Nach zwei Wochen war ich endlich an der Reihe. Ich wurde zur Hebamme ernannt. Zuerst dachte ich noch, mein Gastvater und Gastgrossvater veräppeln mich, aber nein, sie meinten es ernst. Da ich nun schon etwa 8 Geburten miterlebt hatte, war ich gut vorbereitet. Beim Zusehen sah es immer sehr leicht aus. Mein Gott, habe ich mich getäuscht. War das ein Krampf, dieses Kalb aus der Kuh herauszuziehen. Ich hätte nie gedacht, dass es so streng sein würde. Ich half der Mutter, zog und zog, doch nichts geschah.

Es kommt falsch herum

Plötzlich rief mein Gastvater: «Halt stopp, es kommt falsch heraus!» Völlig verwirrt dachte ich nur «Hä? Was ist da falsch? Ich ziehe ja an den Hinterbeinen, und nicht am Kopf». Es stellte sich heraus, dass das Kalb falsch lag. Daher übernahm mein Gastvater wieder die Leitung. Er drehte das Kalb im Bauch und zog es mit einem Schwung heraus. War das frustrierend für mich, dass er nur einmal ziehen musste und schwups – war das Kalb auf der Welt.

«Ich bin ein Bürogummi»

Ja ich bin und bleibe ein Bürogummi, aber etwas geholfen hat mein Herausziehen bestimmt. Es verhält sich sicher wie mit den Drehverschlüssen: Alle versuchen und beim Letzten öffnen sie sich wie von selbst ...
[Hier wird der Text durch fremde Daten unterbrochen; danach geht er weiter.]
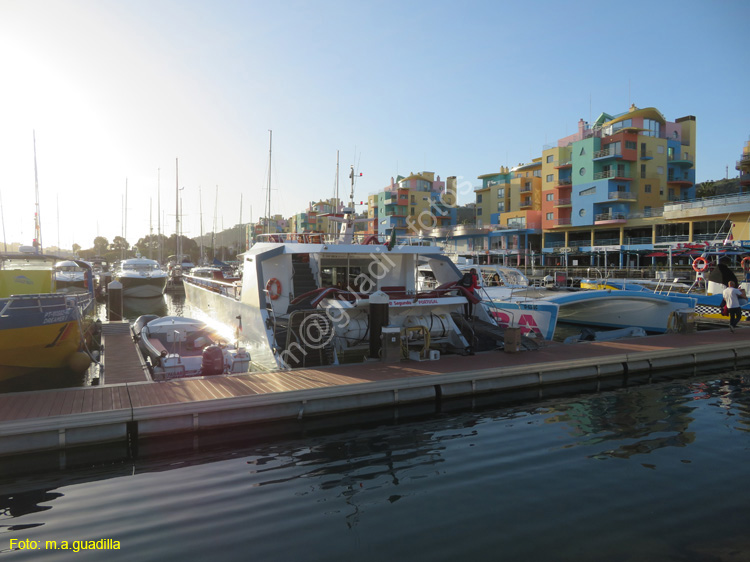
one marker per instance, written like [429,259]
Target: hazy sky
[117,91]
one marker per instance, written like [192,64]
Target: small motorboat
[177,347]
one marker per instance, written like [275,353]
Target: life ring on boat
[700,264]
[274,288]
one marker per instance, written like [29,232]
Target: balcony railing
[606,152]
[621,195]
[611,174]
[610,217]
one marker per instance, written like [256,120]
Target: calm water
[655,472]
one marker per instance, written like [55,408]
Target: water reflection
[394,486]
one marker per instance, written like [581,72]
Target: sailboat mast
[268,194]
[178,249]
[240,249]
[158,212]
[200,207]
[213,235]
[37,216]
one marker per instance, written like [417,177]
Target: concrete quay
[66,418]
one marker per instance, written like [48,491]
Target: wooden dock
[128,404]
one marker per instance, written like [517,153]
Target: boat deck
[128,403]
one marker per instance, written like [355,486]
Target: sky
[147,96]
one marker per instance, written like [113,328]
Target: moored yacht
[141,277]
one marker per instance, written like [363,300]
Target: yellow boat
[40,328]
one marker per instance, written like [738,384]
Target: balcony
[676,182]
[606,153]
[611,174]
[622,195]
[681,161]
[610,218]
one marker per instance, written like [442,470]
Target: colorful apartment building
[622,185]
[743,166]
[323,216]
[412,205]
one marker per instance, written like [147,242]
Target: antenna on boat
[37,217]
[2,218]
[268,191]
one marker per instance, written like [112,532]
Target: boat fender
[212,361]
[274,288]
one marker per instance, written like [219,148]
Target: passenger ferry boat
[317,299]
[39,327]
[141,278]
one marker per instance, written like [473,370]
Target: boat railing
[231,290]
[41,302]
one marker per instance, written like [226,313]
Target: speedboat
[177,347]
[39,327]
[498,284]
[141,277]
[71,277]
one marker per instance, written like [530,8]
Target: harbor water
[652,472]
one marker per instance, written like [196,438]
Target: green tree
[100,245]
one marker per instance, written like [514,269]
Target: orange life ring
[276,291]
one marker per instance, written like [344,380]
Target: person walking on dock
[732,296]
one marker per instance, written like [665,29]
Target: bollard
[378,318]
[114,301]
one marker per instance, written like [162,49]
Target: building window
[652,128]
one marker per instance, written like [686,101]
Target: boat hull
[42,332]
[535,318]
[143,287]
[621,309]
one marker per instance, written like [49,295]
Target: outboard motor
[212,361]
[140,323]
Das Kalb überlebte die Geburt ohne grössere Schäden. Nur der eine hintere Fussknöchel war etwas schief. Aber mit einem guten Verband konnten wir das in den nächsten Tagen wieder korrekt ausrichten.

Ein positives Fazit

Bei meinem Norwegen-Austausch blieb es bei dem einem Einsatz als Hebamme. Trotzdem bereitete es mir grosse Freude. Ich habe sehr viel über Kühe und Kälber sowie die Futter- und Grasproduktion gelernt. Jeden Abend durfte ich allen jungen Kälbern die Flasche geben. Das war meine Lieblingsarbeit. Ich hatte eine interessante Zeit in Norwegen. Vor allem bei meiner fünften Gastfamilie. Mir machte die Arbeit im Stall viel Spass.

 

Die Autorin

Kathrin Wegmann ist 23 Jahre alt. Sie wuchs in Andelfingen ZH auf dem elterlichen Bauernhof auf. Noch heute hilft sie dort gelegentlich mit. Nach der Lehre als Kauffrau arbeitet sie weiter auf dem Beruf. In ihrer Freizeit verbessert sie ihre erworbenen Norwegisch-Sprachkenntnisse und spielt Cornet in der Musikgesellschaft.